Section_29_Multiprocessing

🧬 Section 29: Multiprocessing

Running CPU-bound Tasks in Parallel with Python

🚀 Learn how to use the multiprocessing module to run tasks in parallel and improve performance for CPU-bound operations like heavy computations, image processing, or data transformation.

This section covers:

🔍 The difference between threading and multiprocessing
📦 Using Process to create individual processes
🔄 Sharing work across multiple cores using Pool
🧰 Managing process pools with ProcessPoolExecutor
🧪 Real-world example – parallel image resizing
💡 Hidden notes and best practices for safe multiprocessing

🧠 What You'll Learn

Concept	Description
Multiprocessing	Run code in separate processes (not threads)
CPU-bound vs I/O-bound	When to choose multiprocessing over multithreading
`multiprocessing.Process`	Create and manage individual processes
`multiprocessing.Pool`	Distribute tasks across multiple CPU cores
`concurrent.futures.ProcessPoolExecutor`	High-level interface for managing process pools
Shared State & IPC	Share data safely between processes
Best Practices	Avoiding bottlenees, managing resources, debugging

🔍 Processes vs Threads – Key Differences

Feature	Thread	Process
Memory Sharing	Shared within a process	Each has its own memory space
Communication	Easy via shared memory	Requires inter-process communication
Overhead	Low	Higher due to new process creation
Execution Model	Cooperative (GIL limits true parallelism)	True parallelism on multi-core CPUs
Ideal For	I/O-bound tasks	CPU-bound tasks

🔹 In Python, threads are great for waiting, but not for computing — due to the Global Interpreter Lock (GIL). 🔹 Use multiprocessing when you want real parallel execution for compute-heavy jobs.

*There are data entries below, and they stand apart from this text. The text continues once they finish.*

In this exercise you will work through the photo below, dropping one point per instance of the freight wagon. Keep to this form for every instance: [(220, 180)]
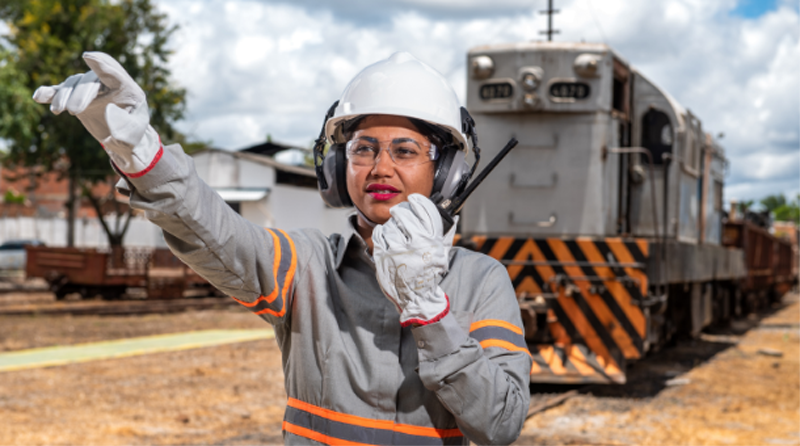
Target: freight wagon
[(608, 215), (112, 274)]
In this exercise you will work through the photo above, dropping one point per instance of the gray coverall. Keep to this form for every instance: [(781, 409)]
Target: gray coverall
[(352, 373)]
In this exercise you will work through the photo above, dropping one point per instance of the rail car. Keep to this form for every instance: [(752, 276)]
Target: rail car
[(608, 215), (112, 274)]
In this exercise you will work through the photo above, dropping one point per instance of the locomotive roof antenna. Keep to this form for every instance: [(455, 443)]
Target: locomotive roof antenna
[(550, 11)]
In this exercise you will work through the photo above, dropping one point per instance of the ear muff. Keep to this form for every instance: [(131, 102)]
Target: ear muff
[(452, 173), (330, 169), (334, 176)]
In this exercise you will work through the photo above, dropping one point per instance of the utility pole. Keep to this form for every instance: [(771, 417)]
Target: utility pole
[(550, 11)]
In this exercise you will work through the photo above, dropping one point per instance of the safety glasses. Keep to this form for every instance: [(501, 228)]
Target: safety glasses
[(364, 151)]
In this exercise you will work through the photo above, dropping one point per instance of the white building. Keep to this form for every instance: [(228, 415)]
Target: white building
[(267, 192)]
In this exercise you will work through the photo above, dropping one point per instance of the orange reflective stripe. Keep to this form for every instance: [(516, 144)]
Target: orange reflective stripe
[(495, 323), (276, 263), (316, 436), (503, 344), (287, 281), (372, 423), (340, 417)]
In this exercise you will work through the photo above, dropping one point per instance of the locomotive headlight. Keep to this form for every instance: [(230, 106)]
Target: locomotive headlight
[(531, 77), (482, 67)]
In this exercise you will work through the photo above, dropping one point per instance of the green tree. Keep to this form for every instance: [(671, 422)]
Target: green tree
[(772, 202), (44, 47)]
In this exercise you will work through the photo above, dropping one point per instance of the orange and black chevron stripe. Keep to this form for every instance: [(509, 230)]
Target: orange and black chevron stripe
[(593, 289)]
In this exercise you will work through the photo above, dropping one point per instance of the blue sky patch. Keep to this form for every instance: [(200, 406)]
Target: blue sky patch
[(752, 9)]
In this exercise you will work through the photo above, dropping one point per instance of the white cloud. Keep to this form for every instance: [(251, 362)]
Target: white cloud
[(254, 68)]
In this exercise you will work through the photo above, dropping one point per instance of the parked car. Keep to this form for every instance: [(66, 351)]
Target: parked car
[(12, 253)]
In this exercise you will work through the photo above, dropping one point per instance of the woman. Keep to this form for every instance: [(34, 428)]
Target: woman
[(452, 367)]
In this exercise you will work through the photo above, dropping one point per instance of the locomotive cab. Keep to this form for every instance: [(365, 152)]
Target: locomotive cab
[(608, 214)]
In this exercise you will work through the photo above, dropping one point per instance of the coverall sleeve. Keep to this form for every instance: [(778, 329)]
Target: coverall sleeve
[(255, 266), (482, 376)]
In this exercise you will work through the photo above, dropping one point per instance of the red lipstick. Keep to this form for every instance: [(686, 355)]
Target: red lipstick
[(382, 192)]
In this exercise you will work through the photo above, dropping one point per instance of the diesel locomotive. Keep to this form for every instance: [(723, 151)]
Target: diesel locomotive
[(609, 213)]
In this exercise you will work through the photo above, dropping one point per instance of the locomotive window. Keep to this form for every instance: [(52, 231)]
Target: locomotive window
[(657, 134), (619, 96)]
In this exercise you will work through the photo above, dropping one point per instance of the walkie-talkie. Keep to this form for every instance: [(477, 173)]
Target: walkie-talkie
[(449, 208)]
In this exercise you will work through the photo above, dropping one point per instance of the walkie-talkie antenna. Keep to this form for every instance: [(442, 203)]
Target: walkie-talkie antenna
[(449, 208)]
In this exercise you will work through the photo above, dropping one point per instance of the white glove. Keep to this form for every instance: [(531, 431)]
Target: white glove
[(113, 108), (411, 257)]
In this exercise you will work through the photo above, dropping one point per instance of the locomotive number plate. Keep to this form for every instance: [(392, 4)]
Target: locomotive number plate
[(569, 90), (496, 90)]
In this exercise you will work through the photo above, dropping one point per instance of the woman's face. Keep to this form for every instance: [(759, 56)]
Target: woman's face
[(375, 189)]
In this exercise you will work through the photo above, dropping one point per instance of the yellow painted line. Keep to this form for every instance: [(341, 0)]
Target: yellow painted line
[(70, 354)]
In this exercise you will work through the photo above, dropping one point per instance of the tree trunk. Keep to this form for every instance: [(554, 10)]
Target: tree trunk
[(71, 211)]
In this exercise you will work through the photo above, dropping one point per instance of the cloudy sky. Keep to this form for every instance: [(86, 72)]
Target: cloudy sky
[(254, 68)]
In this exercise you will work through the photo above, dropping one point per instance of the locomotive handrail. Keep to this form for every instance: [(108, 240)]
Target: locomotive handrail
[(660, 232)]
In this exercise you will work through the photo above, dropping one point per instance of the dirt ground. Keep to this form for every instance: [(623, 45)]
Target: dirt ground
[(724, 391)]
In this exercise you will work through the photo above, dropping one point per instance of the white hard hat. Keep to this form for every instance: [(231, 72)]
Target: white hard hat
[(403, 86)]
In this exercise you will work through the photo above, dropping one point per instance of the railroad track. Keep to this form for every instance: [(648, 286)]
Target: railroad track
[(116, 308)]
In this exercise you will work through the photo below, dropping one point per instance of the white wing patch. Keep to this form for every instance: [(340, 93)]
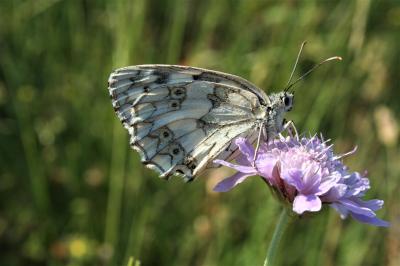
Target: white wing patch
[(181, 118)]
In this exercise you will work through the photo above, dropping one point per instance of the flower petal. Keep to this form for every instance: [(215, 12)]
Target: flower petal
[(230, 182), (355, 208), (304, 203), (369, 220), (374, 204)]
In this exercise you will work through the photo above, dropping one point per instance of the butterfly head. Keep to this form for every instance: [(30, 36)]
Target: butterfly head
[(282, 101)]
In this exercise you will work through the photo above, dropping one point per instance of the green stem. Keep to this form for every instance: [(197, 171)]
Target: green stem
[(276, 238)]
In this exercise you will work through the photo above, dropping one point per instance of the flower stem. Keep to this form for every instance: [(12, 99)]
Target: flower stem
[(277, 236)]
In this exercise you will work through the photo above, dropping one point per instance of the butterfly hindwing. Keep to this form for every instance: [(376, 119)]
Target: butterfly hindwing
[(181, 118)]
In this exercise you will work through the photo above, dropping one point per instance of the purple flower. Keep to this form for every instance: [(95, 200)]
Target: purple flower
[(306, 174)]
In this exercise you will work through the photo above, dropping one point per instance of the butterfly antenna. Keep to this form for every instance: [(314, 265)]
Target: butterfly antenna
[(312, 69), (295, 65)]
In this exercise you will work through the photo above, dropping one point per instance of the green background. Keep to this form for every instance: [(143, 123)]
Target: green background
[(73, 193)]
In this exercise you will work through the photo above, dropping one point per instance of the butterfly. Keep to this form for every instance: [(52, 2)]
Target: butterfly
[(181, 118)]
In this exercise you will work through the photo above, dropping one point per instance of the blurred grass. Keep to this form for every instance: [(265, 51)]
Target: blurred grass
[(73, 193)]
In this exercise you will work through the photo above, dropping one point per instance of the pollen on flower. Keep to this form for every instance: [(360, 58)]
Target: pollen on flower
[(306, 173)]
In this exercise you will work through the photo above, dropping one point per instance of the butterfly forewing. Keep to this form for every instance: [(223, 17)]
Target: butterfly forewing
[(181, 118)]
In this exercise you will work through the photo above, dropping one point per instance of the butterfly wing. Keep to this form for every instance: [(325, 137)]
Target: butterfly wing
[(181, 118)]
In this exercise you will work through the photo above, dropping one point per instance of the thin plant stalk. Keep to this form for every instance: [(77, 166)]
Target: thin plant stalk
[(280, 228)]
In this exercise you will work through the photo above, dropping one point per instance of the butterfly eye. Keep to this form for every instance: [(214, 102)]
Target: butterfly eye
[(286, 101)]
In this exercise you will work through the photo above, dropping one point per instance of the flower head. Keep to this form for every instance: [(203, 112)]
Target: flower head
[(305, 173)]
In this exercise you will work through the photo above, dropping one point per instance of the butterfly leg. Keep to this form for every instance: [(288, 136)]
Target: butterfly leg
[(258, 144), (290, 127)]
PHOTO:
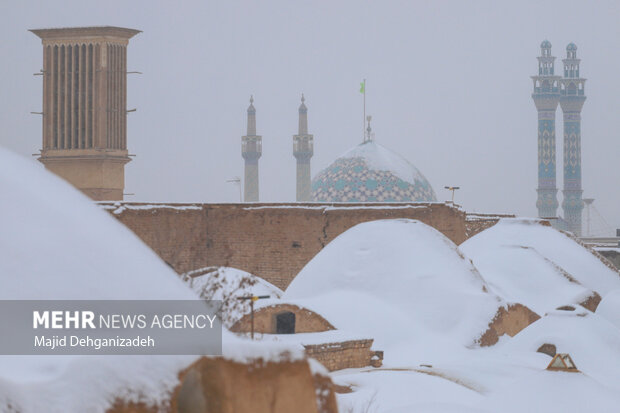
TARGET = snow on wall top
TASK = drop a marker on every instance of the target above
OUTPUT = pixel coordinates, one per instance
(609, 308)
(57, 244)
(228, 284)
(516, 250)
(392, 279)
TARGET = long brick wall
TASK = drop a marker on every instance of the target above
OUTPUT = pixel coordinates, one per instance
(273, 241)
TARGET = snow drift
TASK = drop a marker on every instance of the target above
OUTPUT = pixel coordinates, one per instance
(56, 244)
(525, 261)
(397, 280)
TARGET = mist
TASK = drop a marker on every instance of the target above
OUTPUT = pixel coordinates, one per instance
(448, 87)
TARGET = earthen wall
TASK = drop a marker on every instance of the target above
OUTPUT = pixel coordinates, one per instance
(273, 241)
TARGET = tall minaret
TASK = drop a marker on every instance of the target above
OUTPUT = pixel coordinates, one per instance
(251, 150)
(85, 107)
(571, 100)
(303, 149)
(546, 97)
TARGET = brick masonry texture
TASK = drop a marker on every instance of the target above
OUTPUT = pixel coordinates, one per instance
(306, 321)
(272, 241)
(344, 355)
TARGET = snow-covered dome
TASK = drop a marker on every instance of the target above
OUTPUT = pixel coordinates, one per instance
(371, 173)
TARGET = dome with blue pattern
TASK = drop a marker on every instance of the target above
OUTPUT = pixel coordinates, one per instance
(371, 173)
(546, 44)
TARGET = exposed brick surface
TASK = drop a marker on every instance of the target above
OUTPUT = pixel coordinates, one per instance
(306, 321)
(344, 355)
(477, 223)
(273, 241)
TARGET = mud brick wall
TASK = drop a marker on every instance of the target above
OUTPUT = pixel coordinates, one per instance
(273, 241)
(343, 355)
(476, 223)
(306, 321)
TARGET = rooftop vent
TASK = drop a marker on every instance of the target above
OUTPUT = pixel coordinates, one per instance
(562, 362)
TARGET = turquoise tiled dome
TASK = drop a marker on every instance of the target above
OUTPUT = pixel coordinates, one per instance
(371, 173)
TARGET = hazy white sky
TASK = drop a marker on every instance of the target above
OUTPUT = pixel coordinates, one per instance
(448, 85)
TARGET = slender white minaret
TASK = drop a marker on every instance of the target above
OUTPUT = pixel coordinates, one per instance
(251, 150)
(303, 149)
(571, 101)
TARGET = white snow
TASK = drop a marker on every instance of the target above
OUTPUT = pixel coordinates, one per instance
(533, 264)
(57, 244)
(395, 281)
(228, 284)
(609, 308)
(411, 289)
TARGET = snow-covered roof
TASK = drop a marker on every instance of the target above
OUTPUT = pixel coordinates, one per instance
(609, 308)
(228, 284)
(57, 244)
(396, 279)
(371, 173)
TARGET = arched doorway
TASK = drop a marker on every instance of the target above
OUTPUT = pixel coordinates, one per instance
(285, 323)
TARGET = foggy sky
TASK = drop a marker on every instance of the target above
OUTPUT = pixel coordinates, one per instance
(448, 86)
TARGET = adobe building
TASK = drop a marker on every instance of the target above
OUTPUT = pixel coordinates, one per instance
(85, 107)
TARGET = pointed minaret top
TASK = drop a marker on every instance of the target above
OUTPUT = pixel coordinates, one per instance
(251, 108)
(251, 118)
(303, 117)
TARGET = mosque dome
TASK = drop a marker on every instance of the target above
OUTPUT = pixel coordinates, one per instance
(371, 173)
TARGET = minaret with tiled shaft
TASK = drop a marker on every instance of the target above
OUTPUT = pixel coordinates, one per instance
(303, 149)
(546, 97)
(572, 98)
(251, 150)
(85, 107)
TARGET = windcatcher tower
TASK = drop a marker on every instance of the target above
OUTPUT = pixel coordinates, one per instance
(251, 150)
(85, 107)
(546, 97)
(572, 98)
(303, 149)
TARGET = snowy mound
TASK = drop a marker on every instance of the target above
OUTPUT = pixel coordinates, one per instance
(371, 173)
(228, 284)
(592, 342)
(396, 279)
(538, 266)
(609, 308)
(56, 244)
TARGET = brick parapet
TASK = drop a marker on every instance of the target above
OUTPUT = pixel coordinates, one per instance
(271, 240)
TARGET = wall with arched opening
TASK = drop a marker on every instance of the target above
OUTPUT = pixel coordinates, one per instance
(282, 319)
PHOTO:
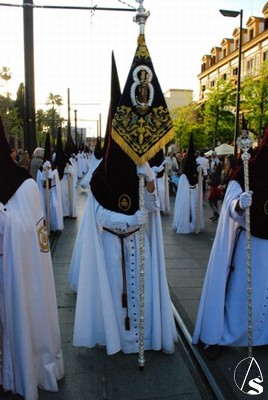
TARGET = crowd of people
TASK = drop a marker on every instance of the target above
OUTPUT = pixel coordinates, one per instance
(36, 195)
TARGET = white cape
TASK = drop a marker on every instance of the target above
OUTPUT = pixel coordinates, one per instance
(99, 313)
(32, 355)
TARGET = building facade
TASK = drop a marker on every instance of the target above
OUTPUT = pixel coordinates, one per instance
(222, 62)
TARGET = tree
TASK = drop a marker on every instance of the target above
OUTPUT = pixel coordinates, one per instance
(52, 115)
(218, 116)
(185, 121)
(6, 75)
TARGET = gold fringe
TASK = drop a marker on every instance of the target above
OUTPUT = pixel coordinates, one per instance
(139, 160)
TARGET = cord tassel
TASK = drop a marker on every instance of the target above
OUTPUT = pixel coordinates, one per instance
(127, 324)
(124, 300)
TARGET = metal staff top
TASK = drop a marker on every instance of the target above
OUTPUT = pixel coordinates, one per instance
(141, 17)
(245, 142)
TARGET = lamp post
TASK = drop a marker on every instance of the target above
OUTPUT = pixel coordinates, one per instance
(233, 14)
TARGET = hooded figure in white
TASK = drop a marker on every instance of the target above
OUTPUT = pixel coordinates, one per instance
(107, 308)
(223, 311)
(30, 342)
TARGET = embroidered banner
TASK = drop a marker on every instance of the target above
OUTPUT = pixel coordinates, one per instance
(142, 124)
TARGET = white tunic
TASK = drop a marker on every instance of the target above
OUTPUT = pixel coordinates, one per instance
(222, 315)
(30, 335)
(100, 317)
(55, 199)
(68, 192)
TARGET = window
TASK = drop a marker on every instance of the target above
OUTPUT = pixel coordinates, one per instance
(250, 65)
(251, 34)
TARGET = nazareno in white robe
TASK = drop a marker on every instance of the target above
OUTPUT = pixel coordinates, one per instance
(30, 334)
(188, 205)
(99, 316)
(55, 199)
(223, 312)
(68, 192)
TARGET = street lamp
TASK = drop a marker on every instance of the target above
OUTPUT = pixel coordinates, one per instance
(233, 14)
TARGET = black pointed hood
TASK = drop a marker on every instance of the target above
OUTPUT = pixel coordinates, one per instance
(190, 167)
(11, 175)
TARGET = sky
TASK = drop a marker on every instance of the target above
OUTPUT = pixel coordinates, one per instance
(72, 48)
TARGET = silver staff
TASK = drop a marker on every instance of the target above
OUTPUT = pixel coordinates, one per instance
(245, 143)
(140, 19)
(47, 201)
(141, 359)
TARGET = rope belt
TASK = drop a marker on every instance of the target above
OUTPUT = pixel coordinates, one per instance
(122, 236)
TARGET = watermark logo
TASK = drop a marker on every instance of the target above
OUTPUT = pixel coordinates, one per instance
(248, 376)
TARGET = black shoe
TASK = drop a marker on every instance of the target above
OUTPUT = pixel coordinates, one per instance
(212, 352)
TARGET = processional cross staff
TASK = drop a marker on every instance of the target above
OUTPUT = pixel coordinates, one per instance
(141, 127)
(244, 142)
(141, 19)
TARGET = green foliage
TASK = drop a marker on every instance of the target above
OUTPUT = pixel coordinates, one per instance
(218, 116)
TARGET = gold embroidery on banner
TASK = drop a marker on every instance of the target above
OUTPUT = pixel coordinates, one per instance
(124, 202)
(141, 133)
(142, 51)
(43, 237)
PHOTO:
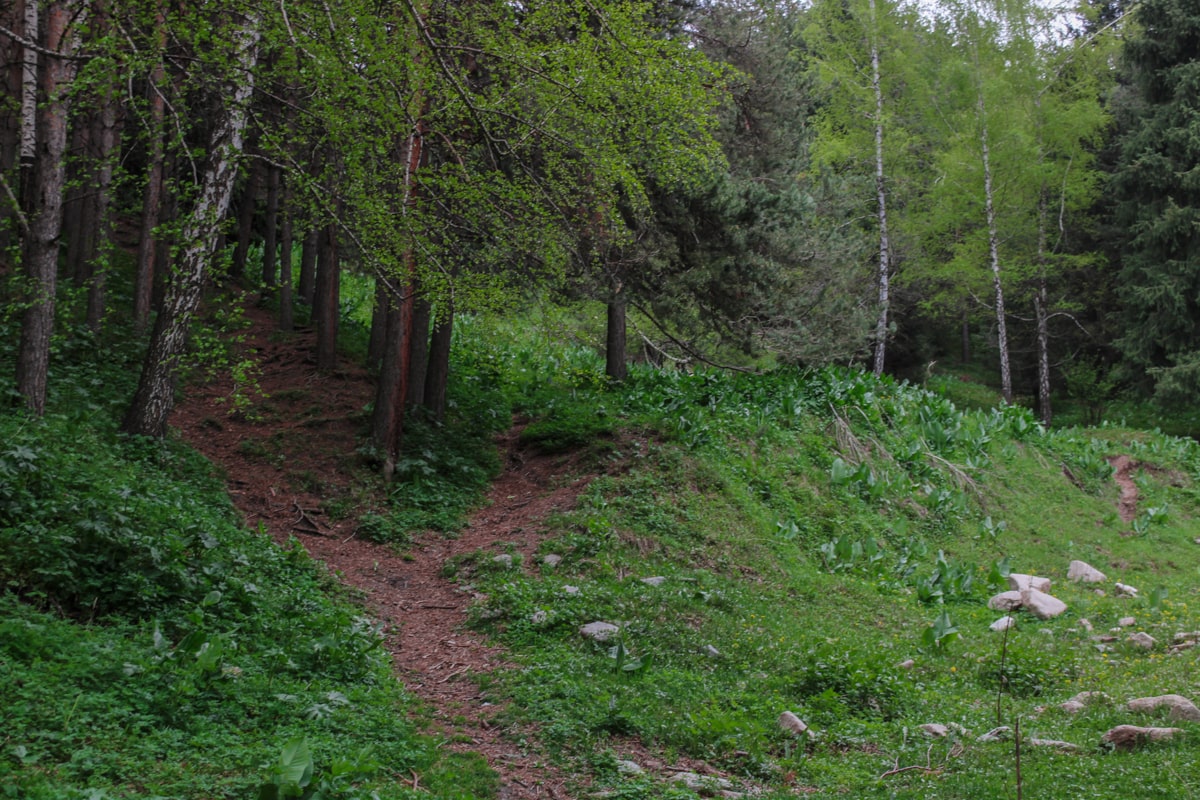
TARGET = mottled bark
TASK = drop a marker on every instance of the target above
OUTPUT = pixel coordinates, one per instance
(40, 254)
(325, 301)
(616, 362)
(885, 271)
(270, 227)
(155, 395)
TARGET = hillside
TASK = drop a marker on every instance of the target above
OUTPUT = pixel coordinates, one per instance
(815, 542)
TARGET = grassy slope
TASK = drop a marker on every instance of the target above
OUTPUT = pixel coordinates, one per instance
(731, 487)
(150, 645)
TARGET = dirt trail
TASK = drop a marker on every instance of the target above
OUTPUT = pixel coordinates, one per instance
(283, 467)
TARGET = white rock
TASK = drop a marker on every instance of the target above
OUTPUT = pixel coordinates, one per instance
(793, 725)
(1129, 737)
(1006, 601)
(701, 783)
(997, 734)
(599, 631)
(1181, 708)
(1057, 744)
(1144, 641)
(1018, 582)
(1042, 605)
(1085, 572)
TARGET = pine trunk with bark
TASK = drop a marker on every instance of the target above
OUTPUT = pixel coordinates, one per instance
(155, 394)
(437, 376)
(616, 362)
(40, 253)
(885, 271)
(143, 281)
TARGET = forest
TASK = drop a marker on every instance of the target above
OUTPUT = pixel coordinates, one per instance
(683, 314)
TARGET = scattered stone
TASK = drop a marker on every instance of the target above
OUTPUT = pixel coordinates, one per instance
(1085, 572)
(1018, 582)
(1144, 641)
(1042, 605)
(599, 631)
(1057, 744)
(793, 725)
(1131, 737)
(702, 783)
(1006, 601)
(997, 734)
(1181, 708)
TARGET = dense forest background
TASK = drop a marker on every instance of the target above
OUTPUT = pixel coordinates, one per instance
(1002, 185)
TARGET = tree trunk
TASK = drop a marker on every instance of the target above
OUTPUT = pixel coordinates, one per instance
(40, 254)
(29, 106)
(155, 395)
(437, 377)
(325, 302)
(246, 209)
(419, 359)
(102, 251)
(616, 364)
(143, 282)
(286, 233)
(307, 288)
(1006, 373)
(391, 390)
(270, 266)
(885, 276)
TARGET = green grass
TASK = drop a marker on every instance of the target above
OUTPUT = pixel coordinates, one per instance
(811, 527)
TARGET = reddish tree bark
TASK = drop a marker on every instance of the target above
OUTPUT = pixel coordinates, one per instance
(40, 254)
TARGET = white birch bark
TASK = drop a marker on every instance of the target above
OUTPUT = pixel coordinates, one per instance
(881, 326)
(155, 395)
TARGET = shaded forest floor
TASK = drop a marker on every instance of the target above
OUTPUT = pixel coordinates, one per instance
(289, 462)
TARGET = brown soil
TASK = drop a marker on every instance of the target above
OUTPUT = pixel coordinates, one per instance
(285, 467)
(1123, 468)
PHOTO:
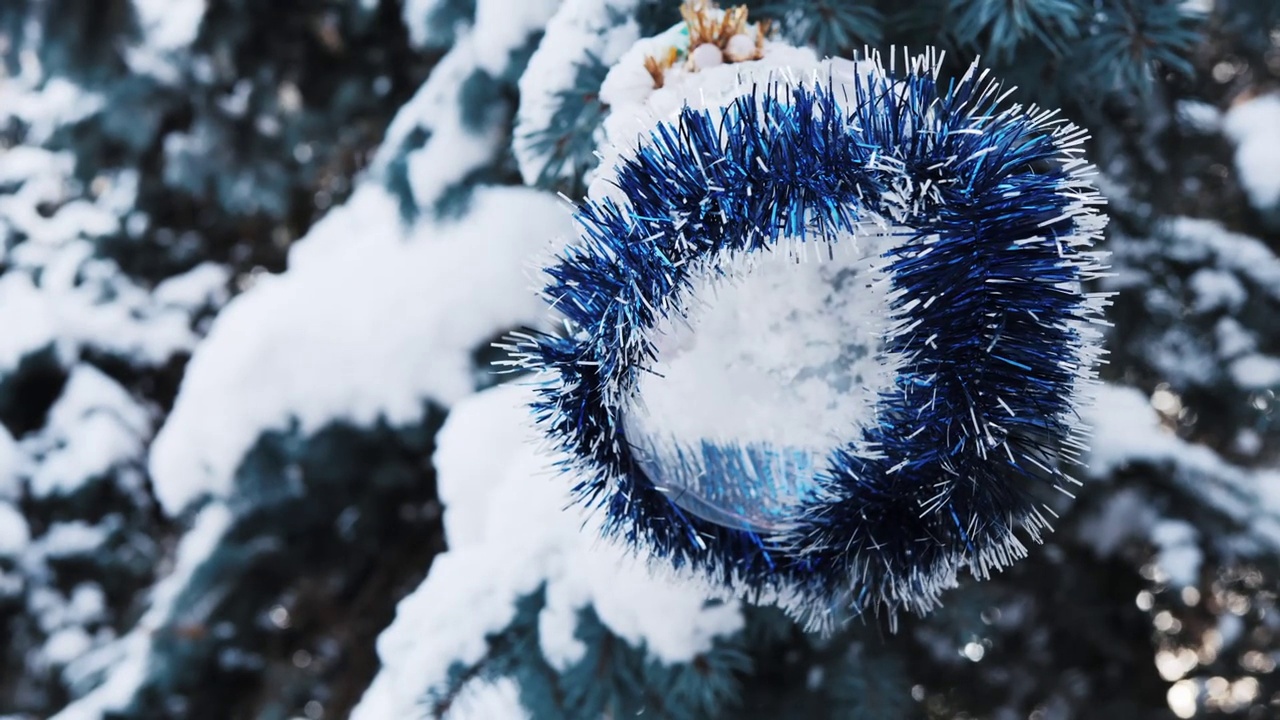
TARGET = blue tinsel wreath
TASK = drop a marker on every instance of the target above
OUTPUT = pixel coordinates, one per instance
(987, 317)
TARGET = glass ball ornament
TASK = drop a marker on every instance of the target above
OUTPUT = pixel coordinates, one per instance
(824, 332)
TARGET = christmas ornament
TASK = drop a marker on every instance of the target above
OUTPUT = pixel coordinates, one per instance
(824, 336)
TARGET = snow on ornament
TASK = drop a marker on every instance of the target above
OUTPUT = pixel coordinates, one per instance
(824, 332)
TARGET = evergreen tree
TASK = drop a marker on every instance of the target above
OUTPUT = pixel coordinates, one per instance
(260, 260)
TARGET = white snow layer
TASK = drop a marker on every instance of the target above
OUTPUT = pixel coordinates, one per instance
(636, 106)
(366, 323)
(1255, 127)
(94, 427)
(581, 31)
(14, 532)
(510, 533)
(1127, 429)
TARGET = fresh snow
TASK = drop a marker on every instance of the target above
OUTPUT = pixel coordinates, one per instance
(1253, 127)
(583, 31)
(804, 332)
(169, 24)
(510, 533)
(370, 324)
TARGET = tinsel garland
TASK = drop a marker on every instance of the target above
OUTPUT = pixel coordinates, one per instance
(964, 224)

🧱 Basic Example – Running Two CPU-bound Tasks in Parallel

Let’s build a simple example that performs two heavy calculations in parallel.

🚀 Define a Heavy Task

import time

def cpu_intensive_task(n):
    print(f"Starting task {n}")
    result = sum(i * i for i in range(10**6))
    time.sleep(2)  # Simulate computation time
    print(f"Task {n} completed")
    return result

🧩 Create and Start Processes

from multiprocessing import Process
import time

start_time = time.perf_counter()

p1 = Process(target=cpu_intensive_task, args=(1,))
p2 = Process(target=cpu_intensive_task, args=(2,))

p1.start()
p2.start()

p1.join()
p2.join()

end_time = time.perf_counter()
print(f"Total time taken: {end_time - start_time:.2f}s")

🔸 Output will show both tasks running concurrently and completing faster than sequential runs.

🧰 Advanced Example – Resize Images in Parallel

Use multiprocessing to resize images using Pillow.

🖼️ Install Pillow First

pip install pillow

🛠️ Image Resizing Script

from PIL import Image
import os
from multiprocessing import Pool
import time

IMAGES_DIR = "images"
OUTPUT_DIR = "resized"

def resize_image(filename):
    img_path = os.path.join(IMAGES_DIR, filename)
    with Image.open(img_path) as img:
        resized_img = img.resize((300, 300))
        resized_img.save(os.path.join(OUTPUT_DIR, filename))
    print(f"Resized {filename}")

if __name__ == "__main__":
    if not os.path.exists(OUTPUT_DIR):
        os.makedirs(OUTPUT_DIR)

    files = [f for f in os.listdir(IMAGES_DIR) if f.endswith(".jpg")]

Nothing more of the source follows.